Um encontro que mudou sua relação com a saúde mental
A decisão de iniciar a terapia surgiu de forma inesperada. Segundo Cleo, tudo começou após uma conversa com um colega da escola, que sugeriu que ela conhecesse sua terapeuta. Apesar das dúvidas iniciais, a experiência foi transformadora.
"Ele perguntou: 'Por que você não faz terapia?'. Eu disse que achava que meus pais não iam deixar, que não ia dar certo. Ele falou: 'Vamos lá para você conhecer minha terapeuta'. Fui, conheci ela, fiz uma sessão. Amei. Pensei: 'Me encontrei'", relembrou.
O impacto foi tão positivo que a atriz passou a buscar formas de custear o próprio tratamento. "Comecei a querer fazer uns trabalhos para ganhar uma grana e pagar a terapia. E por aí foi. Tive momentos de alta, anos sem fazer. Voltei, saí. Mas agora estou em acompanhamento contínuo", afirmou.
A mudança de olhar dentro da própria família
Filha de Gloria Pires e Fábio Jr., Cleo revelou que seus pais demonstraram certa resistência quando ela falou sobre a vontade de fazer terapia. Segundo a atriz, isso tinha relação tanto com questões geracionais quanto com o contexto de uma família exposta ao olhar público.
"Meus pais sempre foram muito a favor do diálogo. Mas, não sei se por serem pessoas públicas, não gostaram muito da ideia no começo, achavam que eu não precisava, que eu tinha tudo. São também de outra geração", explicou.
Com o tempo, no entanto, a percepção da família mudou. "Falei com meu pai, o Fábio, e ele me deu o dinheiro para fazer a terapia.

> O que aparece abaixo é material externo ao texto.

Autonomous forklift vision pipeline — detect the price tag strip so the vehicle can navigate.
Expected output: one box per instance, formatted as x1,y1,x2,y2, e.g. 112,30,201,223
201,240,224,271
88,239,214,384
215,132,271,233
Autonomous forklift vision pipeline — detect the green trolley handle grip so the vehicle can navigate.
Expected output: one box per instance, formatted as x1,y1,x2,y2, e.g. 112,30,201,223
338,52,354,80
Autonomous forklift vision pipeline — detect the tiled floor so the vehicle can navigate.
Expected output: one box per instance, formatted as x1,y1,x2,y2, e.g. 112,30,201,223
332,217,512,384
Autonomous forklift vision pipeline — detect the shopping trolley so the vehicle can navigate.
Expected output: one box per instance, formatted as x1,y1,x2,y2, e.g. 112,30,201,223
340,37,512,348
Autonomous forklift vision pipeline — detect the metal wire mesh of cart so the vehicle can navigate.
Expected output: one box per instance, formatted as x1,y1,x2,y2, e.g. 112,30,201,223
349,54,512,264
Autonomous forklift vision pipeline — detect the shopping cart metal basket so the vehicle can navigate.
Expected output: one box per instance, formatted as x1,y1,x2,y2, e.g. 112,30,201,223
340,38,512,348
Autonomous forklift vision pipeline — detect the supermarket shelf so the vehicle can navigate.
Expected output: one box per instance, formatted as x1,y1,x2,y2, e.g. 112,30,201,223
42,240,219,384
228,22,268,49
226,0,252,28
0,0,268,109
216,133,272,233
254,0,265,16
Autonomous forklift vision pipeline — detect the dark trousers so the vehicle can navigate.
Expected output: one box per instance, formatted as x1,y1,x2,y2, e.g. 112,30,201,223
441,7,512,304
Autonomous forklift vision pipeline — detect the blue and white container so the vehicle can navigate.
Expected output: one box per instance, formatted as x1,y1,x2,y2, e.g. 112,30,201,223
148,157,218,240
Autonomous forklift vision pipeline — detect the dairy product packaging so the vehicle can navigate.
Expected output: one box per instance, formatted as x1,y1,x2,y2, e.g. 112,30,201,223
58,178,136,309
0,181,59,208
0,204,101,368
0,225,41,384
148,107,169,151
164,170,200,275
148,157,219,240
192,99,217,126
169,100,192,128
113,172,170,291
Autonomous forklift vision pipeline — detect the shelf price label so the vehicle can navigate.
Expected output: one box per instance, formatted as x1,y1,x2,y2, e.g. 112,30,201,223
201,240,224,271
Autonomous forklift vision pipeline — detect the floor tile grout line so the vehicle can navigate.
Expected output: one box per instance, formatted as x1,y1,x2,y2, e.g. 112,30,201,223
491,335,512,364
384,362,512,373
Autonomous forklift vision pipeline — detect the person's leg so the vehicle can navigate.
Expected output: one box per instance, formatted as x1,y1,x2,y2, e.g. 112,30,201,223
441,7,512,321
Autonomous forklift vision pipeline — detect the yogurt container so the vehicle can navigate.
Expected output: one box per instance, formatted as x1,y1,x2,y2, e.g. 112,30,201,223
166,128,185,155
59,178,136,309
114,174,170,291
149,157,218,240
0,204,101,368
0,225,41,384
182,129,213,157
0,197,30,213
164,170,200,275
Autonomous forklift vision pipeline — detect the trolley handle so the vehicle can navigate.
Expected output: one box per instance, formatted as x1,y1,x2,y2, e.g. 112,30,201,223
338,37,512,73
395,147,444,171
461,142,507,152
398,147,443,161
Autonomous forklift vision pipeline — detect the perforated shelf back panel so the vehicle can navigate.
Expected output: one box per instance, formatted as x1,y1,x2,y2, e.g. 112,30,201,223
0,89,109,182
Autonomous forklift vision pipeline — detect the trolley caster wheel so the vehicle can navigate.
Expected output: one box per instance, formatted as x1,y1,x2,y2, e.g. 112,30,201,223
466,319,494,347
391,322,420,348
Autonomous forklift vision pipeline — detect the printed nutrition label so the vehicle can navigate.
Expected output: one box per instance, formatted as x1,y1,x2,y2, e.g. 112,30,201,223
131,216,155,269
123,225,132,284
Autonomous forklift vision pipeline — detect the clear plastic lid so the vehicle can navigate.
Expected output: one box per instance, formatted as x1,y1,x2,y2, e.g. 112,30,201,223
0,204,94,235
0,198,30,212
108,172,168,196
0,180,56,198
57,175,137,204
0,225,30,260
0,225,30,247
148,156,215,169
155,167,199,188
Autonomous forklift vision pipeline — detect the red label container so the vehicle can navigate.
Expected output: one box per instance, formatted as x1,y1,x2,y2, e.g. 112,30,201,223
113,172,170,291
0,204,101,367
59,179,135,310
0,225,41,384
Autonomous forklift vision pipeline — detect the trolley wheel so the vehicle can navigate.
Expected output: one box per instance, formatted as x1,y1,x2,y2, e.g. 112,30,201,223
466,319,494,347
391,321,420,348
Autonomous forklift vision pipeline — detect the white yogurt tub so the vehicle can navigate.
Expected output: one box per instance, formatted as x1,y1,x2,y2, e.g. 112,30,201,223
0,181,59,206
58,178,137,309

Depois, todo mundo em casa foi vendo que era ótimo, e hoje em dia todo mundo faz", contou.
O desafio de crescer sob os holofotes
Além de falar sobre saúde mental, Cleo refletiu sobre uma experiência que marcou sua vida desde a infância: crescer sendo filha de duas personalidades extremamente conhecidas do público brasileiro.
Segundo ela, carregar sobrenomes tão reconhecidos trouxe responsabilidades que nem sempre são simples para uma criança administrar. "Desde muito cedo você entende que tudo que você faz resvala nas pessoas que mais ama, pessoas que trabalharam muito para construir o que construíram. E é um pouco aprisionador, porque você é só uma criança tendo que suprir expectativas", declarou.
A fala chama atenção para uma questão comum entre filhos de pessoas famosas: a pressão para corresponder a expectativas externas antes mesmo de descobrir quem realmente são.
A coragem de ser quem se é
Ao longo da vida, Cleo aprendeu a não transformar comparações em uma medida de valor pessoal. Para ela, cada indivíduo percorre uma trajetória única, construída por histórias, desafios e aprendizados diferentes.
"Eu nunca gostei de me comparar com ninguém. Primeiro porque acho que é uma luta inglória, e se você vence, nem vale a pena, porque a outra pessoa tem outro tudo: outro aprendizado de vida, outra experiência", avaliou.
Ao encerrar a reflexão, a atriz deixou uma mensagem poderosa sobre autenticidade e aceitação. "Não tem como não haver dor. Ou você tem a dor de ser você mesma - porque as pessoas vão querer que você seja outra coisa -, ou você tem a dor de ser outra coisa. Eu escolho a dor de ser eu. O resto é problema das outras pessoas", concluiu.
Em um mundo que frequentemente exige adaptações para agradar expectativas alheias, o relato de Cleo reforça a importância do autoconhecimento e do cuidado com a saúde mental. Afinal, compreender quem somos talvez seja um dos caminhos mais importantes para viver com mais liberdade e menos cobranças.